Most of all though what emerges from these two works is the incredibly powerful ways the duo has to create empathic atmospheres which overcome the barrier of a traditional documentary placing the viewer right in the middle of the struggles witnessed through the screen. This capacity to locate and challenge limits unfolds and becomes ever more evident in more recent works such as Tropical Hell and Ocean is Future (working title) where we are suddenly faced with the ultimate threshold, that between human and non-human, nature and technology, reality and hyper-reality. In both works Bisai and Tsiganos are able to develop, through their usual anthropologically driven perspective, an investigation into worlds determined by our human gaze but the horizon of which extends far beyond our presence on this planet. It is an attempt to move past our human experience while retaining the responsiveness of our emotions at the sight of an object, be it experienced or relayed to us through a virtual projection.
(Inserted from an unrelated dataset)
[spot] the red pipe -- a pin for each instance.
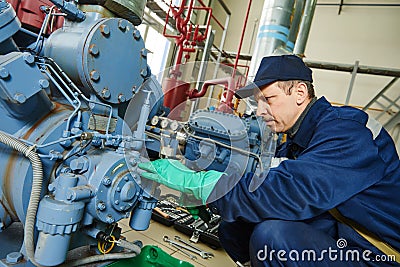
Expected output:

In both works we are transponded into worlds which appear at first somewhat alien, but it is exactly through the absence of familiar elements that we are able to question the role of humanity and the importance of a very human eye to make sense of it.
Christian Oxenius is a German-Italian independent curator, author and researcher living between Athens and Istanbul. His academic background in sociology and urban studies led him to pursue a PhD at the University of Liverpool on biennials as institutional model, during the course of which he established collaborations with Athens, Liverpool and Istanbul Biennial; during this period, he developed a particular interest in artists’ communities and storytelling. His research into experimental writing on art has resulted in a number of exhibitions and publications of international relevance.